Moisés Ferreira afirma que “não se compreende quais as vantagens para o interesse público de tal medida, nem a sua possível justificação, a não ser o intento de enfraquecer o SNS, por via da entrega dos seus serviços ou, neste caso, competências fundamentais, ao sector privado de saúde”. Segundo o BE, atendendo ainda à atual discussão em torno da importância da vacinação das crianças e jovens, bem como da sensibilização dos pais para os “ganhos individuais e sociais” deste tipo de medida de saúde preventiva, a propósito dos recentes casos registados de sarampo, o partido liderado por Catarina Martins considera que “esta situação tem de ser clarificada e, a comprovar-se, revertida”.
O Bloco de Esquerda recorda que o SNS é hoje o responsável pelo sistema de aquisição e distribuição de vacinas, nas suas diferentes valências e em comunicação com as unidades de saúde públicas, em particular, a rede de cuidados de saúde primários, onde é assegurada a sua administração, cumprindo-se o PNV, bem como eventuais planos temporários de contenção epidémica, quando acionados em contextos específicos e sob orientação da Direção-Geral de Saúde.
O BE recorda princípios da universalidade e gratuitidade “Importa sublinhar o sucesso manifestamente reconhecido, nacional e internacionalmente, do Programa Nacional de Vacinação que, tendo sido implementado em 1965, veio a constituir um marco histórico importantíssimo na promoção da saúde pública, tendo contribuído de forma decisiva para a redução da mortalidade em Portugal, em especial da mortalidade infantil, e o aumento da qualidade e esperança média de vida”, salienta Moisés Ferreira na pergunta dirigida ao ministro da Saúde.
O deputado bloquista recorda o impacto “positivo” do PNV, alicerçado em campanhas nacionais e nos princípios da universalidade e gratuitidade, tornando possível a redução significativa da incidência e prevalência de várias doenças, ou mesmo a sua erradicação, alcançando-se taxas de vacinação sempre acima dos 90% (dados de 2015).

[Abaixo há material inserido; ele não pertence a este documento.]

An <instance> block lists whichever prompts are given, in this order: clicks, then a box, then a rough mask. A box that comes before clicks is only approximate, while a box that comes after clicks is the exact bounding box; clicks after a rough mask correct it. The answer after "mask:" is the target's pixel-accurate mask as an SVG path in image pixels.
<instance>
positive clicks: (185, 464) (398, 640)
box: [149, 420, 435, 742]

Exemplifica aqui que, chegados a 2017, o PNV foi elaborado a partir de indicadores de saúde pública “muitíssimo relevantes: a varíola foi erradicada; a poliomielite, a difteria, o sarampo, a rubéola e o tétano neonatal foram eliminadas; muitas outras doenças, como é o caso da hepatite B, da tuberculose, da tosse convulsa ou do tétano, considera-se que estão controladas; e existem expectativas a assinalar quanto ao controlo do cancro do colo do útero (HPV)”.
Apesar de estes dados serem muito positivos e, em geral, garantirem imunidade de grupo, o BE realça que continuam a existir situações de não vacinação, o que, defende, “pode sempre levar ao ressurgir de casos epidémicos ou de doenças consideradas eliminadas, como acontece atualmente com o sarampo (com 31 casos registados)”. Para o BE, esta situação demonstra que mesmo com altas taxas de cobertura vacinal, é sempre preciso fazer mais, destacando a necessidade de continuar o trabalho em torno da sensibilização, informação e sinalização de pessoas não vacinadas, bem como o de reforço e valorização da rede pública de cuidados de saúde primários.
“Entre outras medidas, é preciso reforçar seriamente os recursos humanos em falta nestas unidades de saúde, generalizar-se o conceito de enfermeiro de família e também o trabalho de acompanhamento e proximidade com as famílias ou em rede com os sistemas educativo e social”, realça Moisés ferreira. O deputado bloquista recorda que o seu partido apresentou já várias iniciativas legislativas neste sentido, que concorrem também para a defesa e reforço do próprio SNS, como é exemplo o projeto de resolução que propõe várias medidas para aumentar a cobertura vacinal em Portugal, entregue em abril passado e aprovado na generalidade, e que se encontra em discussão conjunta com iniciativas de outros grupos parlamentares.